I didn’t have the chance to completely hear the keynote of Fadi Ghandour, so I can’t be sure about what he meant exactly by this comparison or what he exactly meant by megawatts and I’m not writing this post as a reply to what he said; this is just an attempt, to shed some light on “the startup” issue in the ME region and to give my personal opinion on it.

We have this habit in our region to follow the trend, and as a result we’re always behind the trend setters at least a couple of years, the time needed to figure out what is trending worldwide. And up till now that is how things are going in the Middle Eastern startup scene, we are trying to repeat success stories on the web that happened in the world by trying to tailor some solutions or services appropriate to our social and cultural environment. But I guess it’s about time that things move ahead, we need to start thinking in a more independent and creative way to create and deliver novel solutions that are not constrained to online services.

My disagreement about axing “megawatts” comes from my belief that the energy sector is where the next boom will be taking place. Renewable energies, energy storage and development of fuel cells, the electric X, whether X is a car or anything that depends today on fossil fuel, in addition to the developing mechanisms that aim to improve the low efficiency of energy conversion at the electrical power plants are very active fields that should not be ignored. And we have the smart grid, which will be rolling out in the future to provide a tighter and smarter grip on power generation, distribution and consumption.

So megawatts are a serious issue for the future, and people around the world are trying to bring in the next solutions to feed the hunger for power supply while in our region no one even thinks about it just because it’s not the trend yet. I would like to stress here on how much important it is to see the fertile ground for startups that this sector is, just Google “energy startup” to see how much effort is put in it, megawatts are very important and we want them too.

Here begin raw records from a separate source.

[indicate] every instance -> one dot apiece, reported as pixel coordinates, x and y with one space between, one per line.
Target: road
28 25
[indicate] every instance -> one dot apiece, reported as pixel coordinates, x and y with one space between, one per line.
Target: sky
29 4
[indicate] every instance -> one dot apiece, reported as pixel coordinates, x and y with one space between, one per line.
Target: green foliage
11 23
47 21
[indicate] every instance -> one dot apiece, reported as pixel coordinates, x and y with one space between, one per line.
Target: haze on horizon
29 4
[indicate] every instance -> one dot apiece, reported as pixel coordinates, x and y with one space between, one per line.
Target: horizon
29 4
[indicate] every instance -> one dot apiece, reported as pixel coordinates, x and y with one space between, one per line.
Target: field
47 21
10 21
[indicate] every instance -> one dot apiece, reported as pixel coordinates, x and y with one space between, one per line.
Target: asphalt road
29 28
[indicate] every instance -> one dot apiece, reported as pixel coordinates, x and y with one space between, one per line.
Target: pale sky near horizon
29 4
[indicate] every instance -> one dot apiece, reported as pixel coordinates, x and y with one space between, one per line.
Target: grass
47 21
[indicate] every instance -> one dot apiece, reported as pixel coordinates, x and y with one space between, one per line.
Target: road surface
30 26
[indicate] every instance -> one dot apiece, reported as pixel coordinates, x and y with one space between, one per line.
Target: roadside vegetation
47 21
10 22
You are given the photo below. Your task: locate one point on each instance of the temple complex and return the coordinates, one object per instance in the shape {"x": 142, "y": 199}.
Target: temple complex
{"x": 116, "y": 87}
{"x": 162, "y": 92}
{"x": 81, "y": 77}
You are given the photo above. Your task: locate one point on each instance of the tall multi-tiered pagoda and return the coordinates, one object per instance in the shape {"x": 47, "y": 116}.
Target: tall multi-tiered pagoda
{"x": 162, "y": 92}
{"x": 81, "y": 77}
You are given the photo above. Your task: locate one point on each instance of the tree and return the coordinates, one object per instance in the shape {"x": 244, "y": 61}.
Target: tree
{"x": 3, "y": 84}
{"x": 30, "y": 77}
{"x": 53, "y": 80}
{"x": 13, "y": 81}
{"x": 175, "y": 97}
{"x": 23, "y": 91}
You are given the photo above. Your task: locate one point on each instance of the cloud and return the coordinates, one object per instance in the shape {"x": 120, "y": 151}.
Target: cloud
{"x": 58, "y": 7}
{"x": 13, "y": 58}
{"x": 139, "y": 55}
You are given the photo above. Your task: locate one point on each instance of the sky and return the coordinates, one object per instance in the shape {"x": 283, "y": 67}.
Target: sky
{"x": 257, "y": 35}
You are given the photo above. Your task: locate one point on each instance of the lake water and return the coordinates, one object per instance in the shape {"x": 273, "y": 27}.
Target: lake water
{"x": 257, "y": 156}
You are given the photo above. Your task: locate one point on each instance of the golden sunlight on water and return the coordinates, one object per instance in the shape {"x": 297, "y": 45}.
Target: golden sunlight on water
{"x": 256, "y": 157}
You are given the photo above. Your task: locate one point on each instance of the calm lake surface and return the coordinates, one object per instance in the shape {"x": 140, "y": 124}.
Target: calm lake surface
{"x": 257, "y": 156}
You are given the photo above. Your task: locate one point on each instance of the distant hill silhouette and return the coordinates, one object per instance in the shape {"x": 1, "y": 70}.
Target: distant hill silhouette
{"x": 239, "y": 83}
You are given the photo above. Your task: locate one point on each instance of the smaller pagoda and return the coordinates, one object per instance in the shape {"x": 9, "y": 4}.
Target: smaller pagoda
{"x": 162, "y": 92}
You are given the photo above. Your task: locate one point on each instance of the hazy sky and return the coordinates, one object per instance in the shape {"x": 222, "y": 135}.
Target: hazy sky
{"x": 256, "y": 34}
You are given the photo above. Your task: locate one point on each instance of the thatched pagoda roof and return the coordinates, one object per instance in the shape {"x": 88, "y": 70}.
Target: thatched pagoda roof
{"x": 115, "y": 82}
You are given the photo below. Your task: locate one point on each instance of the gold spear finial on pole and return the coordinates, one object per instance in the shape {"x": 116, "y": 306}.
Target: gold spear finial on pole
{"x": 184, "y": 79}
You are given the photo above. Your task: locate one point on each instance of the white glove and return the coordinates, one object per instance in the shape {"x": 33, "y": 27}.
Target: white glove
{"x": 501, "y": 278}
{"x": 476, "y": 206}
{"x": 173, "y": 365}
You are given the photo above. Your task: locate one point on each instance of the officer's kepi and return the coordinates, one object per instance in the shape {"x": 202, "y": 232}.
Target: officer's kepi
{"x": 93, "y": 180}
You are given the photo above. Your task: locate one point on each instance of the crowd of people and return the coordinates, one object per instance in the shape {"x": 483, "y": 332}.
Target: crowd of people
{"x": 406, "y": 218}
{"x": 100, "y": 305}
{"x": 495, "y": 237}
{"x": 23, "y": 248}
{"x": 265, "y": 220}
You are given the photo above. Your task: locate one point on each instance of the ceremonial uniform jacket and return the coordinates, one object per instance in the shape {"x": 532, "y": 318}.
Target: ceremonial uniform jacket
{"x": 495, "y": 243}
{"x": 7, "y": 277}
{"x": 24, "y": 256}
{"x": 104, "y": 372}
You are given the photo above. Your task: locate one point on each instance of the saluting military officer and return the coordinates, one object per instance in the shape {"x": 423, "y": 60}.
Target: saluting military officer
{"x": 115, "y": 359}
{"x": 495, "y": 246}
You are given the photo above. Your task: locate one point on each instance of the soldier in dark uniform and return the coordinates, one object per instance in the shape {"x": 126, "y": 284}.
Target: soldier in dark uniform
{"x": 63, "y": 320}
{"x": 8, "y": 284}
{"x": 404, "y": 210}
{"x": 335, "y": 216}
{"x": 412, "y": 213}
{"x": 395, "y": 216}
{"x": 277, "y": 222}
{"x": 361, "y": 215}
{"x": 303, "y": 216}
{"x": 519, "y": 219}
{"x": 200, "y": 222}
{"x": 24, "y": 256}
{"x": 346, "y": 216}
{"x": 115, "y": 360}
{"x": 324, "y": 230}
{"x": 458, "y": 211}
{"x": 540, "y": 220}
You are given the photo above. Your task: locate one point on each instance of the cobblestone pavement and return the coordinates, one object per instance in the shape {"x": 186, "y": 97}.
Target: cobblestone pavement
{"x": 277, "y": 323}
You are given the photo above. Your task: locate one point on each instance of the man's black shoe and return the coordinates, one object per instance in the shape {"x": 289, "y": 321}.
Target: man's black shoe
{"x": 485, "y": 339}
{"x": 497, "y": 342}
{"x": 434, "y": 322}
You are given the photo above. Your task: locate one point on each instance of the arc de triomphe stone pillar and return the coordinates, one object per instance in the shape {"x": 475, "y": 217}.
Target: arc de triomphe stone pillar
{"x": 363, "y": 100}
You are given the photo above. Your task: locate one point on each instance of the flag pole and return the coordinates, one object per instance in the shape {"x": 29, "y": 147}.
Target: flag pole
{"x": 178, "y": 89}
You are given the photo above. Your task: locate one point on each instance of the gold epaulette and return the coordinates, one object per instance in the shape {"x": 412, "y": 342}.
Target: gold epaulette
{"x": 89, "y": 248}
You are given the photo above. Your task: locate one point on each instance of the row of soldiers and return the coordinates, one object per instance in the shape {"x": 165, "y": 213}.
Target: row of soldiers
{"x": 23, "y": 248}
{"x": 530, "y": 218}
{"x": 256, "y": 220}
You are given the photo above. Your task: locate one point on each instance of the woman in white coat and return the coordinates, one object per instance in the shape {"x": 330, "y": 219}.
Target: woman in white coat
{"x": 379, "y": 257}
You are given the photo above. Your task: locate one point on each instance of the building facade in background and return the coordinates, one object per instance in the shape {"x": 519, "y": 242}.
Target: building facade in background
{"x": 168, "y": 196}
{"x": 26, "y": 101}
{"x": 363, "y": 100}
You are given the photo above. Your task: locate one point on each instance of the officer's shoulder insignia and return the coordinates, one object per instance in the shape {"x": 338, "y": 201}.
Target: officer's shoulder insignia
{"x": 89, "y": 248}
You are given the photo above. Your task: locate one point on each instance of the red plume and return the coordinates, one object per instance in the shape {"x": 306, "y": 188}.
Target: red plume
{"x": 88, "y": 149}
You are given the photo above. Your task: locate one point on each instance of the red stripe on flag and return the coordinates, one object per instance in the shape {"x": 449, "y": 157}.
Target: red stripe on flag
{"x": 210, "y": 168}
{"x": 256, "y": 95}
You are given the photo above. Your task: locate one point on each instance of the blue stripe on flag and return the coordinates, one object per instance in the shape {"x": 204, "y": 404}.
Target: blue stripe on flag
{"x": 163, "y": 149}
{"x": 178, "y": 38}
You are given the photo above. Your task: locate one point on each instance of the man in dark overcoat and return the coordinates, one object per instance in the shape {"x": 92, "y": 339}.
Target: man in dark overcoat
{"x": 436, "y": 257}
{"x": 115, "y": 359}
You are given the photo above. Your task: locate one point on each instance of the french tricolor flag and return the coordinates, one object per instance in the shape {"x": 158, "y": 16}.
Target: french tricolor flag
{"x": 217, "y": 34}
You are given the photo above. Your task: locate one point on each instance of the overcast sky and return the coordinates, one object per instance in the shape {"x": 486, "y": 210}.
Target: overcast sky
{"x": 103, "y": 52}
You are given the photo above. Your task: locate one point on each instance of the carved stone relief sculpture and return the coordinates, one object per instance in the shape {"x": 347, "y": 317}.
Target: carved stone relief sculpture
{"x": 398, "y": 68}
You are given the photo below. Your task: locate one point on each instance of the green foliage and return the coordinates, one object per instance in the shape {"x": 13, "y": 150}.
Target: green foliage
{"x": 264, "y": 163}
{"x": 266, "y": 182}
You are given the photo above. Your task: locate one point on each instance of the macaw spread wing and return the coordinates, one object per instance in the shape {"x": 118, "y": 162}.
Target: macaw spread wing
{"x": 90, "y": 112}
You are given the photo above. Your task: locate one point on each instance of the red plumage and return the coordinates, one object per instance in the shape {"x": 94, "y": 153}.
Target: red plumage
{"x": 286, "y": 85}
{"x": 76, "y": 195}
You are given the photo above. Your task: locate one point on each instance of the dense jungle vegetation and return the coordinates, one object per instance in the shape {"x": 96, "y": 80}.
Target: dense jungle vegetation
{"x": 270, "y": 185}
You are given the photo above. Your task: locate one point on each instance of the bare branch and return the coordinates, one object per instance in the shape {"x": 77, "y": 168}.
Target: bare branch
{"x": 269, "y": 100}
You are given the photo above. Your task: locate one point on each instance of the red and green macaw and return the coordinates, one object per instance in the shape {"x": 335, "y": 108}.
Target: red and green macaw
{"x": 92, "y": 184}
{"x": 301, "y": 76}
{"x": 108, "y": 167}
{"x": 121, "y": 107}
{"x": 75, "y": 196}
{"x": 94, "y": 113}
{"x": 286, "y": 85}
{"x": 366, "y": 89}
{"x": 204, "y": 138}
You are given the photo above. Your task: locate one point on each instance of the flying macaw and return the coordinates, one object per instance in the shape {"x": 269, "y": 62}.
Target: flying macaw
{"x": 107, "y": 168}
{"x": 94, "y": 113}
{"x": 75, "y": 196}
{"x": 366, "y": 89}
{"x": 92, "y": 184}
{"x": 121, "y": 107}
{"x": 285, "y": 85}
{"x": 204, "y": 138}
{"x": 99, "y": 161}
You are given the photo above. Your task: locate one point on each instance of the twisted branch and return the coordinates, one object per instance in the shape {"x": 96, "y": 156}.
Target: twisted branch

The second issue after the energy sector that I would like to talk about is the communications infrastructure, internet is not only about software products and online services it’s about the network and the infrastructure too, we see the bit rates growing from 56 kbps all the way up to 300 Mbps with FTTH, we see generations of cellular networks coming 2G, 3G, 4G and how much do we have to do with this development, nothing. To bring in the Megabytes, we need startups working in this field providing new technologies and services to improve the connectivity in the region and to lower its price. Startups have always played an important role in this field providing technologies that have driven this continuous available bit rate growth, we have world class experts and specialists in this field but they’re outside the Middle East for two simple reasons, lack of vision in the region (and the follow the trend mentality) and lack of funds. This brings me to the third issue I would like to talk about, technology investments in the Middle East and venture capitalism.

The third issue is funding and venture capitalism in our region, I believe that conferences such as the Arabnet should start to think about inviting important investors to be in direct touch with the technical and startup scene in the region. Funding is still scarce because investors are more interested in financial products and do not know about the existence of these investment opportunities. But it’s about time that they notice the importance of this field especially now that dictators have been toppled with social networks as the main tool of communication. Venture capitalists and angel investors exist around the world, searching to find the next investment opportunity while in the middle east which is one of the richest regions of the world, investors are more interested in western governments’ treasury bonds! This has to stop and it’s up to the young people and the digital sector community to approach them and lure them in.

So at the end I believe that we need startups we need growth, but we need to open our eyes to all the opportunities beyond online services. Energy, digital infrastructure, and online services are all important fields for investment and development and we need to put an important amount of energy on drawing the region’s capitals to fund this nascent startup scene.